That funny guy is hijiki, a sea vegetable that is native to Japan, and popular in macrobiotic cooking.
Up until recently, my only real sea veggie experience was with nori seaweed snacks, sushi (also nori), and sprinkling dulse powder on Asian dishes as a condiment. I had no idea where to start with other members of the seaweed family, so I just avoided them.
I was fortunate enough to come across quite a bit of info about sea veggies while I was reading about the macrobiotic diet in the last few months. Along with promoting whole grains, beans, and land vegetables, macrobiotics also places a strong emphasis on getting plenty of sea vegetables in your diet. Preferably, everyday, rotating through different types, including nori, hijiki, arame, dulse, wakame, and kombu.
Hijiki is a treasure-trove of minerals. It is high in iron, calcium, and magnesium, for strong bones and blood, as well as iodine, which helps keep your thyroid in order. The main source of iodine for most Americans is iodized salt, so if you have switched to sea salt, then it is especially important to get sea veggies in your diet. Iodine deficiency ends up causing your thyroid to swell, called a goiter. It is not at all attractive, and having your thyroid out of whack can cause all sorts of issues, including fatigue, depression, weight-gain, and mental slowness. In fact, a prolonged iodine deficiency can actually cause you to lose 10-15 IQ points and is referred to as cretinism.
People seem to avoid sea vegetables, mostly because of the ocean flavor. While a bit of sea flavor comes naturally with the territory, if you cook hijiki the right way, it can taste incredible.
- 1/2 cup dried hijiki
- 1 T tamari or shoyu
- 2 T coconut oil
- 1/2 onion, chopped
- 1 T garlic, minced
- sea salt
- 1 cup carrot, sliced on a bias to make larger slices
- 1 cup asparagus, trimmed, and chopped into bite-sized pieces
- 1″ chunk ginger, peeled and grated
- sesame seeds for garnish
1. Place hijiki in a bowl, and cover with hot water. Allow to stand for 30 minutes to absorb the water, then drain and rinse in a strainer or colander.

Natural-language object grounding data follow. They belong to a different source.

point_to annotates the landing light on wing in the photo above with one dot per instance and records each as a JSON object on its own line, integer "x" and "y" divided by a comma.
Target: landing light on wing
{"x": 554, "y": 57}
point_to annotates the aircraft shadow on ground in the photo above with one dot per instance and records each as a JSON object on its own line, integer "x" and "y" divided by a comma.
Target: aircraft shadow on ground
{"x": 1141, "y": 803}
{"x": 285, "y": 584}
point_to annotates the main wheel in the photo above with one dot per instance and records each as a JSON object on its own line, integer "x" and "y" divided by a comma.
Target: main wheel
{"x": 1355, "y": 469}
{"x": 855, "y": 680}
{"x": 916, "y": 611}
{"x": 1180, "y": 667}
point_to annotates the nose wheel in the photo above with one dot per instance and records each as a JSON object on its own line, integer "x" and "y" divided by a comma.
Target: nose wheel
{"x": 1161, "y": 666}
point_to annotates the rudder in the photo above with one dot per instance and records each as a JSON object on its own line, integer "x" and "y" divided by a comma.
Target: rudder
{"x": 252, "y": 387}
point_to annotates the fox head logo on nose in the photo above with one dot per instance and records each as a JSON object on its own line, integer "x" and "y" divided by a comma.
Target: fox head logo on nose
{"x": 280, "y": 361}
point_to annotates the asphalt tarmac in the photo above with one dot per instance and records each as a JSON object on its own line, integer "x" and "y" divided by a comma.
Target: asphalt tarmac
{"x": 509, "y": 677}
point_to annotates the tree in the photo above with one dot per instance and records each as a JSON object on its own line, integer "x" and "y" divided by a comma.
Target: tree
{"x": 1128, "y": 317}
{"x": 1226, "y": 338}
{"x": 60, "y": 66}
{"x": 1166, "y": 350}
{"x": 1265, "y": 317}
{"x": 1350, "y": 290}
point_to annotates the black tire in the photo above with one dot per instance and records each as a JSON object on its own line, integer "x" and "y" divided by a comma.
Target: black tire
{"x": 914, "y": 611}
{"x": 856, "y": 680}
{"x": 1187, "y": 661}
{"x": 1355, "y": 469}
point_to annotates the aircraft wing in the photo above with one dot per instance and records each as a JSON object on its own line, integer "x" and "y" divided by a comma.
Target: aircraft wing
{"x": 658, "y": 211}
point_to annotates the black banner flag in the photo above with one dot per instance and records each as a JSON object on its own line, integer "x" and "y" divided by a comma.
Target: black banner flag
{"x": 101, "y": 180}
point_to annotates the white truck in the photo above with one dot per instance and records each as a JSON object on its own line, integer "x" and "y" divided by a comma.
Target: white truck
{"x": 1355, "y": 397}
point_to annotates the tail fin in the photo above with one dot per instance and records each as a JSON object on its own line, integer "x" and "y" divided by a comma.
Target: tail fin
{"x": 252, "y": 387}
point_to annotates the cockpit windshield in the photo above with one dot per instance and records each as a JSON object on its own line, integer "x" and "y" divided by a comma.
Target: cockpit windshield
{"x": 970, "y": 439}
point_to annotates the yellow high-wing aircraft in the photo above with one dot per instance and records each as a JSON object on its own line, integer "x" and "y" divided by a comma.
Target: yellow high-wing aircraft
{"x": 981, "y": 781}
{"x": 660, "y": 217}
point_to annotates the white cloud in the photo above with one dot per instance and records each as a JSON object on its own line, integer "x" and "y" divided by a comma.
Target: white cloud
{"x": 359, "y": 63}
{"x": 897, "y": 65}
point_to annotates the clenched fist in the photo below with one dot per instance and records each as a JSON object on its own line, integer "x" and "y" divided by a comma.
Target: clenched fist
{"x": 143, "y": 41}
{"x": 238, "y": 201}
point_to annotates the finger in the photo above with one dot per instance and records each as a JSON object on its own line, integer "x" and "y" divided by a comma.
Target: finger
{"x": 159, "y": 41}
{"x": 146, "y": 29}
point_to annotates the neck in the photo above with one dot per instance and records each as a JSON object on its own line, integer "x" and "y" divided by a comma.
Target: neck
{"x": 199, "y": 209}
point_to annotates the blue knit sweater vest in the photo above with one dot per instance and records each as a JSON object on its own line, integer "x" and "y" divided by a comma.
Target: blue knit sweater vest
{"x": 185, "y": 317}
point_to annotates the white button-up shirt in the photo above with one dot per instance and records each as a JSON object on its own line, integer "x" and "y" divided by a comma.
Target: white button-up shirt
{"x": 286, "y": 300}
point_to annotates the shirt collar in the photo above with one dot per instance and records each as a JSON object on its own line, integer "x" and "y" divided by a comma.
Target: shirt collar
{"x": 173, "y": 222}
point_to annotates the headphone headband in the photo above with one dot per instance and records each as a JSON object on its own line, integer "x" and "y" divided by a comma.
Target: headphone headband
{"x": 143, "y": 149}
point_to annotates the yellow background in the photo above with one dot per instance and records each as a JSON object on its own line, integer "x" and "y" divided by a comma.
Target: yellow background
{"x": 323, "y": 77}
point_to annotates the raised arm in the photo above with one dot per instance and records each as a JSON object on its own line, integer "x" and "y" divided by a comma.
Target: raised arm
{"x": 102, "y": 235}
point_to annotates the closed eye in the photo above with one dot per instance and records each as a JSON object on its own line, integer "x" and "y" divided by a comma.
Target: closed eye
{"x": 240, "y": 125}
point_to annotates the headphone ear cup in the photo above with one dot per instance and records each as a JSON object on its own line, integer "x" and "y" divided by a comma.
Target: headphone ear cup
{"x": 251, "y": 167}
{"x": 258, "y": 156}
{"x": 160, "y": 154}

2. Transfer the hijiki to a small saucepan, and add shoyu. Add water until the hijiki is almost covered, then cook, without a lid, over medium heat until the water has nearly evaporated. This should take 30-40 minutes.
3. While the hijiki is cooking, heat the coconut oil in a large skillet over medium-high heat. Add the onion, garlic, ginger, and sea salt, and saute for a few minutes, until translucent.
4. Add the asparagus and carrots to the skillet. Place a lid over the skillet, and allow the veggies to cook until they are soft, but still crisp, which should take 3-5 minutes.
5. Add the cooked hijiki to the vegetables in the skillet, mix well, and allow to cook for another minute or two.
6. Sprinkle with sesame seeds, and serve.
Although I chose asparagus for it’s seasonality, and carrots because they’re a nutritious, inexpensive filler veggie, you can pick whatever vegetables you would like for this recipe. Broccoli, cauliflower, green beans, or daikon would probably be great as well, but your possibilities are endless.
This dish goes exquisitely with some brown rice or quinoa, and perhaps some edamame or marinated grilled tempeh.
It is to be noted that scientists have found that hijiki naturally contains a very finite amount of arsenic. To date, there have been no cases of people experiencing arsenic poisoning from hijiki. The main concern is with the carcinogenic effects of arsenic, so if you are already at high risk for cancer, you would do best to avoid hijiki. You can replace the hijiki in this recipe with it’s cousin, arame if you feel more comfortable. No other sea vegetables have been shown to contain arsenic. The US government hasn’t said a word about hijiki, but the Japanese government has stated that consuming hijiki once a week is acceptable and healthy.
Hijiki, and other sea vegetables, can be found in your local Asian market, or in your health food store.